**Arclight is about a boy and a girl**
Or, more accurately, a girl and a boy. Marina and Tobin, to be exact.
It may sound cliche that in the beginning they don't get along, but this isn't some story contrivance where the entire world rests in keeping two fated lovers apart. It's nowhere near that complex -- Tobin's father is dead, and he died protecting Marina. (Not a spoiler; this is established up front.)
Tobin can't look at her without remembering that his father is dead because of her. Marina can't look at Tobin without knowing she cost him his father, so to her, she's done to him what the Fade did to her. They're opposing forces caught in a common orbit around the memory of the same man, and so they can't escape each other. If Marina abandons Tobin, then she can't repay the debt she thinks she owes him in his father's name. If Tobin abandons Marina, his dad died in vain, so it's an antagonism that feeds on itself.

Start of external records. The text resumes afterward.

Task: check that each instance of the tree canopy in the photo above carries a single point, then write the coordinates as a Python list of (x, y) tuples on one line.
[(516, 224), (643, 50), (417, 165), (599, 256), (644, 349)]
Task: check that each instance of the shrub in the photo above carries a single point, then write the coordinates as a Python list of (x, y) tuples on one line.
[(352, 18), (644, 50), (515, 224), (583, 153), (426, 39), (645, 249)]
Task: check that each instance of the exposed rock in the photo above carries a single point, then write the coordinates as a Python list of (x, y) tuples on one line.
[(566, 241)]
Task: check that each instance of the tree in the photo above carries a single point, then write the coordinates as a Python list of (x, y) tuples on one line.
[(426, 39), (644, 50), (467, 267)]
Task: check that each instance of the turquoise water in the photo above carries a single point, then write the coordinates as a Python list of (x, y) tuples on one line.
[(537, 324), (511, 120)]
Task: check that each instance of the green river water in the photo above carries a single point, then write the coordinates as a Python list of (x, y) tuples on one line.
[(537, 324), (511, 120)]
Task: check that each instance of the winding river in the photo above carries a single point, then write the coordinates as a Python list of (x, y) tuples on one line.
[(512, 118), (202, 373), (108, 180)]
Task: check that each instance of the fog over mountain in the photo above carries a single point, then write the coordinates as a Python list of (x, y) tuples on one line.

By now you're probably wondering if there's not a romance somewhere in all of this, and the simple answer is yes. The more complicated answer is -- define romance.
You have to read the book to understand what I mean by this, because explaining it outright would be a major spoiler, but I'll put it this way: think less triangle and more Möbius strip. When you're dealing a character who can barely remember her own name, then the idea of falling in love has to be handled carefully, lest it come across as a connection of convenience, rather than true emotion.